You can override global AWS settings on a per-secret basis. For example:

variables:
  AWS_REGION: us-east-1
  AWS_ROLE_ARN: 'arn:aws:iam::123456789012:role/default-role'

multi-region-deployment:
  id_tokens:
    AWS_ID_TOKEN:
      aud: 'sts.amazonaws.com'
    EU_AWS_TOKEN:
      aud: 'sts.amazonaws.com'
  secrets:
    EU_DATABASE_PASSWORD:
      aws_secrets_manager:
        secret_id: eu-app-secrets/database
        field: 'password'
        region: 'eu-west-1'
        role_arn: 'arn:aws:iam::123456789012:role/eu-deployment-role'
        role_session_name: 'gitlab-eu-deployment'
      token: $EU_AWS_TOKEN
      file: false
    US_DATABASE_PASSWORD:
      aws_secrets_manager:
        secret_id: us-app-secrets/database
        field: 'password'
      file: false
  stage: deploy
  script:
    - echo "Deploying to EU region..."
    - deploy-to-eu.sh --db-password $EU_DATABASE_PASSWORD
    - echo "Deploying to US region..."
    - deploy-to-us.sh --db-password $US_DATABASE_PASSWORD

In these examples:

  • aud: The audience, which must match the audience used when creating the federated identity credentials.
  • secret_id: The name or ARN of the secret in AWS Secrets Manager. To retrieve a secret from another account, you must use an ARN.
  • field: Is the specific key in the JSON secret to retrieve. If not specified, the entire secret is retrieved. Field access is only supported for flat JSON secrets (top-level keys only) and supports string, number, and boolean values. For example:
    • password: Accesses the password field.
    • api_key: Accesses the api_key field. token: Specifies which ID token to use for authentication.
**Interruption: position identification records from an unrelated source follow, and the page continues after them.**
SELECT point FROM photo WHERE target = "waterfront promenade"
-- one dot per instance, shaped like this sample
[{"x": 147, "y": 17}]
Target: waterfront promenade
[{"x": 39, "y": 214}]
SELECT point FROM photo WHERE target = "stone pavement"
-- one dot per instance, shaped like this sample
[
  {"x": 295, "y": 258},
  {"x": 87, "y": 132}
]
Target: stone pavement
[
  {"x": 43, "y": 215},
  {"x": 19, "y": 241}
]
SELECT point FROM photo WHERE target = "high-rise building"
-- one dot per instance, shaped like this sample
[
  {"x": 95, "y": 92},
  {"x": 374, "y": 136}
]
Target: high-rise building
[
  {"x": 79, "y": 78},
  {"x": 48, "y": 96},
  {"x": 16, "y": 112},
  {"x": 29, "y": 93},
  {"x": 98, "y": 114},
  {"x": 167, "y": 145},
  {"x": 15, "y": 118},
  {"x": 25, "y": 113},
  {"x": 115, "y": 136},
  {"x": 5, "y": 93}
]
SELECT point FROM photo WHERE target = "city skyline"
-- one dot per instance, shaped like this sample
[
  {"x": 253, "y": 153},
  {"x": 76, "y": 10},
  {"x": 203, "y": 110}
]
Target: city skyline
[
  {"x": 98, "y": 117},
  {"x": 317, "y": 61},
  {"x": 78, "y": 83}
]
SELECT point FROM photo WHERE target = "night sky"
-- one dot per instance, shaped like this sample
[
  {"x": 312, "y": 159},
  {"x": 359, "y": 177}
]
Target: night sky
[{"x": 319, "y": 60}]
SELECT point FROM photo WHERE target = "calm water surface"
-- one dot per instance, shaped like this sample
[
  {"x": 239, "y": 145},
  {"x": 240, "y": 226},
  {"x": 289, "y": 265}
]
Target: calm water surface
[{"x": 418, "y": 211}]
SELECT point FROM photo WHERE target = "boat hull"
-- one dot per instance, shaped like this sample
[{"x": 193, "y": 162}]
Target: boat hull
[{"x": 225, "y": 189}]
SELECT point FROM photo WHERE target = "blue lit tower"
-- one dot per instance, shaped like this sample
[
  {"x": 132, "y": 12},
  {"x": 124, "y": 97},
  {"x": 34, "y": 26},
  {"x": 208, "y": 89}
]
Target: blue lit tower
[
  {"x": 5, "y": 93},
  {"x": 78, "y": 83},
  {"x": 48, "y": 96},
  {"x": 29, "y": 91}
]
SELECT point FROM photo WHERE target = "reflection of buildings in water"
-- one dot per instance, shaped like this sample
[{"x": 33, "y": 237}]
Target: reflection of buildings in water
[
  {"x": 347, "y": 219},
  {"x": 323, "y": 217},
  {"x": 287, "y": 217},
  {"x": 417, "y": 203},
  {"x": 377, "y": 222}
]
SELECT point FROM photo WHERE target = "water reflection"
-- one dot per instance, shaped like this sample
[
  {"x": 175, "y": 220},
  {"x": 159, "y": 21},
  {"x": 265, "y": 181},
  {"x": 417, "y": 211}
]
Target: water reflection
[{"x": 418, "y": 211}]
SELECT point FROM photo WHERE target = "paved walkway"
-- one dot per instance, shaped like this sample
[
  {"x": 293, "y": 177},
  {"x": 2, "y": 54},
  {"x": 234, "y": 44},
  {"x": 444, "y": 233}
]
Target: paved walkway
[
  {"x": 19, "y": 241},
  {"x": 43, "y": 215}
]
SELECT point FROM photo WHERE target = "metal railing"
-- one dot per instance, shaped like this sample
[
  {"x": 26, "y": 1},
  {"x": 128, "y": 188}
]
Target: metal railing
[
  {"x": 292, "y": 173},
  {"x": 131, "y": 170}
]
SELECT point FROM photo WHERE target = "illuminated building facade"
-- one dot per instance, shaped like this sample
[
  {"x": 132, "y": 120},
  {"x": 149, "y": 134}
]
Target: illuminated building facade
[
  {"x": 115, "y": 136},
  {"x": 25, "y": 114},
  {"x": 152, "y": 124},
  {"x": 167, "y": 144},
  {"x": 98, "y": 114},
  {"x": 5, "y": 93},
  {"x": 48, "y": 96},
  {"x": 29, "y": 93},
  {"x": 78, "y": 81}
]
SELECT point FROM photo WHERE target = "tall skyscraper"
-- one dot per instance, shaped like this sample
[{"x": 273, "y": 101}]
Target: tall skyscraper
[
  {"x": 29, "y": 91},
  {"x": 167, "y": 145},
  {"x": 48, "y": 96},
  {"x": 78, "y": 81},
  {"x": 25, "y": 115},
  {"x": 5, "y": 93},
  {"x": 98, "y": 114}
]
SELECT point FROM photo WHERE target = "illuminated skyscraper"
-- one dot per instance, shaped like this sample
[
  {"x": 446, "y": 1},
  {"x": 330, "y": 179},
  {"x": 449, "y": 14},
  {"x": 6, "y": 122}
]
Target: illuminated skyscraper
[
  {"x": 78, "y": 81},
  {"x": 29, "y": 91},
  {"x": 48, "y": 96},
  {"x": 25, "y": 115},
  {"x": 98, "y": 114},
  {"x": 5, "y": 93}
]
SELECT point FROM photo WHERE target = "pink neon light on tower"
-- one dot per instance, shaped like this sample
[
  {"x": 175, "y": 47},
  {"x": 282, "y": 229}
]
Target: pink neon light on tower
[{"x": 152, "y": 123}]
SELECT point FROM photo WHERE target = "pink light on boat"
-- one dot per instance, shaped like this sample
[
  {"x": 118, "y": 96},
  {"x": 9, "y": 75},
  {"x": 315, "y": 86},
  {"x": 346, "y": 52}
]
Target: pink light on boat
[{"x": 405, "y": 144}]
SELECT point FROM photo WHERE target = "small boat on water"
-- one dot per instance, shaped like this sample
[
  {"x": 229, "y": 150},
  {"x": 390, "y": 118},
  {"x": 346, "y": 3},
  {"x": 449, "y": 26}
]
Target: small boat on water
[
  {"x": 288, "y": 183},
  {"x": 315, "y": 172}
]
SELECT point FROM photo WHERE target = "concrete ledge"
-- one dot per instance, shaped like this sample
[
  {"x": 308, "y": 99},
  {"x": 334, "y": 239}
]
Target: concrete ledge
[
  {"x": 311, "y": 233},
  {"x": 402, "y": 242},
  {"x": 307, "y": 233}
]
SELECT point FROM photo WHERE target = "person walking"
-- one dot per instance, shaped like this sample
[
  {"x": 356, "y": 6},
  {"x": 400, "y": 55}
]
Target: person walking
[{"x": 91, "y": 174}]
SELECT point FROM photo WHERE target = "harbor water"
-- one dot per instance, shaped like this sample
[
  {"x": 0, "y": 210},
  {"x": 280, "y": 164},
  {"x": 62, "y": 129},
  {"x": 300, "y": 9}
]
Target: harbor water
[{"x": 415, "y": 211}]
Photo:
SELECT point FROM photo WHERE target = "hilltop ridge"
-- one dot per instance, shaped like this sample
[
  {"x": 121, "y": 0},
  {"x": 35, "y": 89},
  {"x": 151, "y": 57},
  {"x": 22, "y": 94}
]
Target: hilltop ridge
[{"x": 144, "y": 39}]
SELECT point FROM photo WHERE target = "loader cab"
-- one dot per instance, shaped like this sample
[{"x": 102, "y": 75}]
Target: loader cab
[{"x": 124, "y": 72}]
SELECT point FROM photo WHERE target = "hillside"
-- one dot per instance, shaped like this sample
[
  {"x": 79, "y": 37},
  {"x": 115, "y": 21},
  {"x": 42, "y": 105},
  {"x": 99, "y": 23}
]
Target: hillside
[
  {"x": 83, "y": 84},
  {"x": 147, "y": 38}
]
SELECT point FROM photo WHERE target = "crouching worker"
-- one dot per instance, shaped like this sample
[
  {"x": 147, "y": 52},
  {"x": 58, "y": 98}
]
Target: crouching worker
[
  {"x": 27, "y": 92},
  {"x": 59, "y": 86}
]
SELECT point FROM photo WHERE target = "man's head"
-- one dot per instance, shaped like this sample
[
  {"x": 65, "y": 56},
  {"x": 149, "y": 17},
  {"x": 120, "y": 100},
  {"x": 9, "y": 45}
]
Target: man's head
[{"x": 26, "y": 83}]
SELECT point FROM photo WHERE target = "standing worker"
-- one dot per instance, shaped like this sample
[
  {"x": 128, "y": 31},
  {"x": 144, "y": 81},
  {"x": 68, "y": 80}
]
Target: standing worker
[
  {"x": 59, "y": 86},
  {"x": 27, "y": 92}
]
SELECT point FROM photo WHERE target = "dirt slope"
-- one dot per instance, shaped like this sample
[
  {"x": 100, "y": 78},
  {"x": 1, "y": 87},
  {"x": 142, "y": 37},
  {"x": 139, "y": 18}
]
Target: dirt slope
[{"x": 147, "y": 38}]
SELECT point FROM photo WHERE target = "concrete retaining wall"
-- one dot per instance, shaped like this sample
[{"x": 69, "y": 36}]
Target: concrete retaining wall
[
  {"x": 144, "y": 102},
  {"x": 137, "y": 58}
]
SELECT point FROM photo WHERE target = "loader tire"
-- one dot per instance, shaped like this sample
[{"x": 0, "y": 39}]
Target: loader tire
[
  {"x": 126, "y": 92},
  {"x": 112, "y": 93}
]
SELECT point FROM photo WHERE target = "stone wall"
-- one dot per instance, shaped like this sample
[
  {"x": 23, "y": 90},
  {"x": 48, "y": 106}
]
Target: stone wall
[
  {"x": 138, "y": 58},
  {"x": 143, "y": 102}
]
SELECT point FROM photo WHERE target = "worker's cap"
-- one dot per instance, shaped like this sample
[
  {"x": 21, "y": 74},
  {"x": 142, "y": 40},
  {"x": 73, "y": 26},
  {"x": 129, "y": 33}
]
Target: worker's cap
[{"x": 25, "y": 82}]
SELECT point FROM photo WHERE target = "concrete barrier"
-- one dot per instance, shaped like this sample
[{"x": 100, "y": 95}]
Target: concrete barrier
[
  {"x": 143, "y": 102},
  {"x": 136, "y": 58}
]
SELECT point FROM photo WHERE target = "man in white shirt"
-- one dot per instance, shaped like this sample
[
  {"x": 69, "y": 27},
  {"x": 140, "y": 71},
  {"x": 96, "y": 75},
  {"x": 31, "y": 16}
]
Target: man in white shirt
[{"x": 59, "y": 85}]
If not specified, the runner looks for a token named AWS_ID_TOKEN.
  • version_id: Is the unique identifier of a specific version of the secret. If you don’t specify either version_id or version_stage, AWS Secrets Manager returns the AWSCURRENT version.
  • version_stage: The staging label of the version of the secret to retrieve (such as AWSCURRENT or AWSPENDING). You cannot specify both version_id and version_stage for the same secret.
  • region: Overrides the global AWS_REGION for this specific secret.
  • role_arn: Overrides the global AWS_ROLE_ARN for this specific secret.
  • role_session_name: Overrides the global AWS_ROLE_SESSION_NAME for this specific secret.
  • GitLab fetches the secret from AWS Secrets Manager and stores the value in a temporary file. The path to this file is stored in a CI/CD variable, similar to file type CI/CD variables.

Troubleshooting

Refer to OIDC for AWS troubleshooting for general problems when setting up OIDC with AWS.